A common theodicy attempts to explain the problem of evil by claiming that our ability to choose God can only be truly free if we are able to do evil also. Suffering is a necessary consequence of free will.

There are several problems with this theodicy, some of which I have discussed before (see my post on the firing range theodicy, for example). But a further problem struck me just recently.

The best decisions are made, I believe, when we are calm, comfortable, unhurried, and in possession of all the necessary facts.

A world full of suffering is not conducive to this ideal decision-making state. We struggle to make wholly rational decisions when we are in pain. We also struggle to make rational decisions when we are grieving someone else’s pain (or death), or when we are worried about our (or others’) possible future suffering (as a poor person in need of food may be).

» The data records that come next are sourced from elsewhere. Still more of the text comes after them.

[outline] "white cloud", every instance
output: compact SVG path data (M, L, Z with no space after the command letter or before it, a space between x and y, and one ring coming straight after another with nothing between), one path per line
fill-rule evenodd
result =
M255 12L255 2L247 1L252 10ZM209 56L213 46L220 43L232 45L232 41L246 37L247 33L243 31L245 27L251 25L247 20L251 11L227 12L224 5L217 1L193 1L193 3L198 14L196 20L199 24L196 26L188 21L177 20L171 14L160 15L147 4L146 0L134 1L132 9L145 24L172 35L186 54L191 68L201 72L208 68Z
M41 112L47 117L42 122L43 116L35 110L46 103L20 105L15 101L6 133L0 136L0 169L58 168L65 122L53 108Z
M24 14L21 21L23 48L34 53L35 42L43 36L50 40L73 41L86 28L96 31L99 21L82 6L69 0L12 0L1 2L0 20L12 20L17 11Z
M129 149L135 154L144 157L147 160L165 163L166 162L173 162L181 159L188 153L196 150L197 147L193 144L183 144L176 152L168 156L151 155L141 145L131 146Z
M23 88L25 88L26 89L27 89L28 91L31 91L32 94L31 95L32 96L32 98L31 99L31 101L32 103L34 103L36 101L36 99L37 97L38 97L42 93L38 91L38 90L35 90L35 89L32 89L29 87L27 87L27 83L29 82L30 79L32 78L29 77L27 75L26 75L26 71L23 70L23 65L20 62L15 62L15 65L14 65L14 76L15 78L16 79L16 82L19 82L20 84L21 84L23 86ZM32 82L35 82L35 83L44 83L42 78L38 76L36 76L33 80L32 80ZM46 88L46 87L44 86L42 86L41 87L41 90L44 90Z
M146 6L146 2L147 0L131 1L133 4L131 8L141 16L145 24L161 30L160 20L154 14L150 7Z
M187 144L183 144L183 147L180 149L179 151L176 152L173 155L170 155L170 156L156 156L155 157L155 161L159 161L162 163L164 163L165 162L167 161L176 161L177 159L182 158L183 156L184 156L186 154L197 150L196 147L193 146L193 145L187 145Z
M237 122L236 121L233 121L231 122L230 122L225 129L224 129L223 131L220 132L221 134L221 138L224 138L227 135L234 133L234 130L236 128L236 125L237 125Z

It would therefore appear to be against God’s interest to allow suffering to occur. Suffering lowers the probability that we will make wholly rational decisions about whether to follow him.


One Response to Suffering makes free will harder

  1. Atticus says:

    To go along with that – it seems like if there was a God he would give you all the “facts” in the first place. Maybe (s)he would lay all the cards on the table and say “here I am, I am real, these are the facts” and you can decide from there. Not all these rules about faith, believing without hard evidence, etc.

    Why would a just God create a being that is driven by logic and evidence and skepticism, then provide no evidence?